16. I am fortified in my view by Tribunal's judgment in the case of C.C.E. v. Kalinga Paints & Chemical Industries [1989 (44) E.L.T. 548 (Tri.)]. In that case the respondent was manufacturing aluminium medium and cleared the same on payment of duty under tariff item 14 CET relating to paints. After clearance the respondents therein packed the same alongwith aluminium paste in common cartons outside the factory. The aluminium paste was duty paid and procured from outside. The two products were packed separately and put in common carton. It was marketed as aluminium paste. The respondents paid duty only on the aluminium medium manufactured by them and cleared the same from their factory. The Asstt. Collector demanded duty from the respondents on the products marketed as aluminium paint. The lower appellate authority in that case observed as follows :

"When the fact that the Aluminium Paste is packed with Aluminium Paint in a separate tin container and later on put in a double container and sold as Aluminium Paint and these operations are carried out in a duty paid store room of the appellant is not disputed, the demand of duty in this case is not justified. The appellants have already submitted enough evidence that they were allowed to receive the duty paid aluminium paint from outsider and despatched it alongwith a paste from their duty paid store room. For goods cleared from duty paid store room the question of demand for duty does not arise. I, therefore allow the appeal on this point. The question of time bar need not be gone into."

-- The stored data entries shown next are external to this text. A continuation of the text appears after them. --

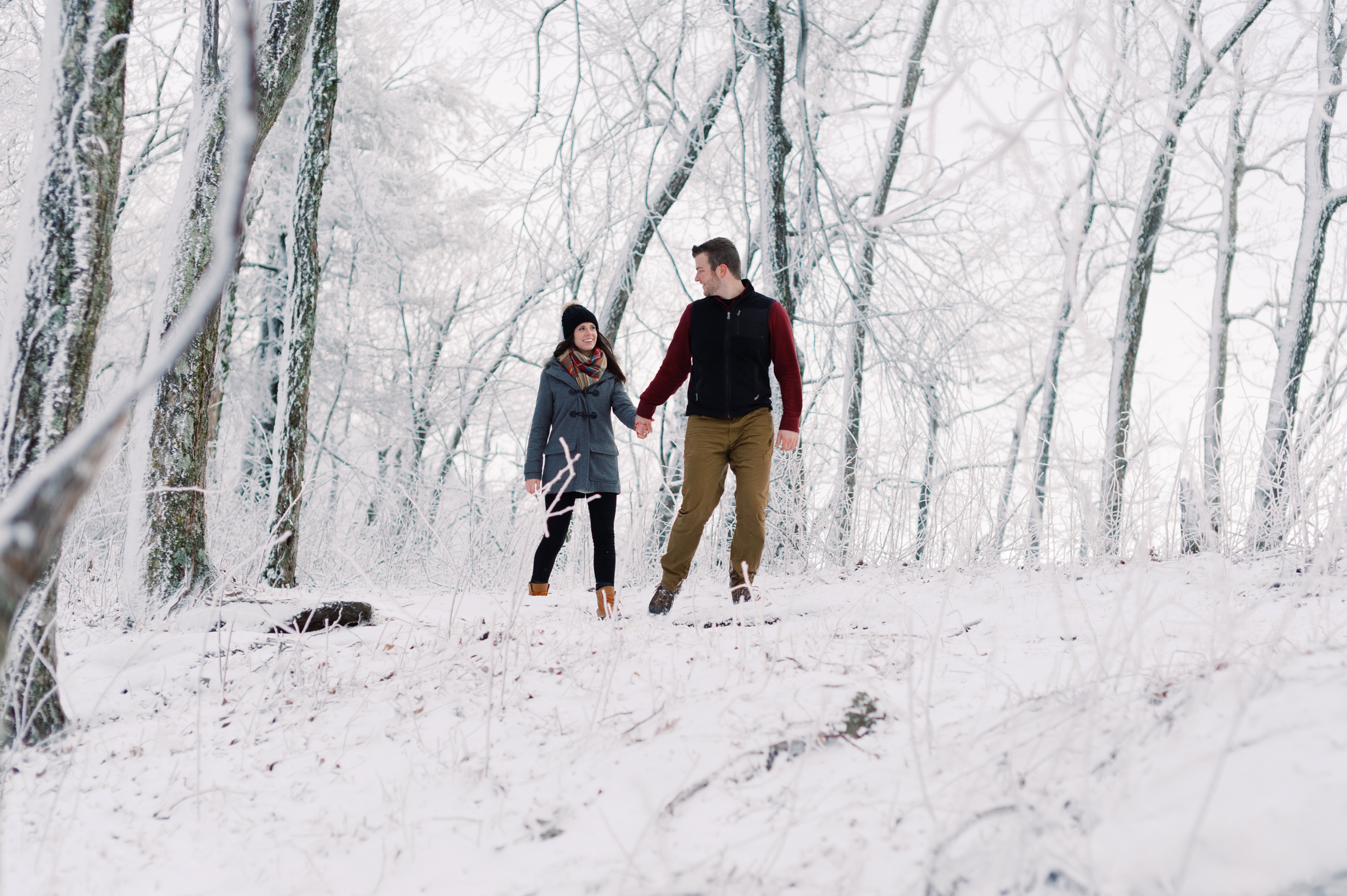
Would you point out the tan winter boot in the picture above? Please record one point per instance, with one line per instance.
(607, 602)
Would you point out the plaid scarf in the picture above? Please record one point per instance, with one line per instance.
(586, 372)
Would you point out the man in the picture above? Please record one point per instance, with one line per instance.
(727, 341)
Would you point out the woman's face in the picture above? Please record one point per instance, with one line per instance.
(585, 337)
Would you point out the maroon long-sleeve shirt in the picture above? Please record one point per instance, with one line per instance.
(678, 364)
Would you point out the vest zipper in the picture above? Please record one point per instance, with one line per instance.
(728, 402)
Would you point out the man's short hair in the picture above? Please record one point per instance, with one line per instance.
(720, 251)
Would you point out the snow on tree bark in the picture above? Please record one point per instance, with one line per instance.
(691, 147)
(1293, 336)
(1073, 247)
(1141, 255)
(166, 554)
(865, 275)
(59, 296)
(776, 147)
(302, 303)
(1233, 171)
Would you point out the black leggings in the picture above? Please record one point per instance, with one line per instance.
(602, 511)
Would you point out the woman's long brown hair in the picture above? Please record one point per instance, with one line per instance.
(605, 346)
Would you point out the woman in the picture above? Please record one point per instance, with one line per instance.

17. After examining the contentions, the Tribunal held that in their view the process of putting together the two types of commodities i.e. aluminium medium and aluminium paste separately packed but in the same container could not be held as manufacture in terms of Section 2(f) of the Central Excises & Salt Act, 1944. It was therefore, held that the Collector (Appeals) was right in holding that inasmuch as the respondents before the Tribunal manufactured only aluminium medium and duty was liable to be paid on that product only.

18. Material facts in the present case are essentially the same as in this case although there might be some difference in details i.e. in the case of Kalinga Paints supra packing of the two separate products was done outside the factory whereas packing of the two products is done within the factory but this in my view is not material to the question whether the process undertaken by the appellant is a process of manufacture or not. Hence I am of the view that no separate duty is leviable after adding the value of the bought out item i.e. the catalyst, as held by the lower authorities.

19. On question No. 3 before me, I agree with the ld. Judicial Member that the impugned order was required to be set aside and the appeal was required to be allowed with consequential relief to the appellants. This being the position on merits, in my view I need not go into the question of time bar as held by the ld. Vice President.

20. In view of the majority opinion, the impugned order is set aside and the appeal is allowed with consequential relief to the appellants.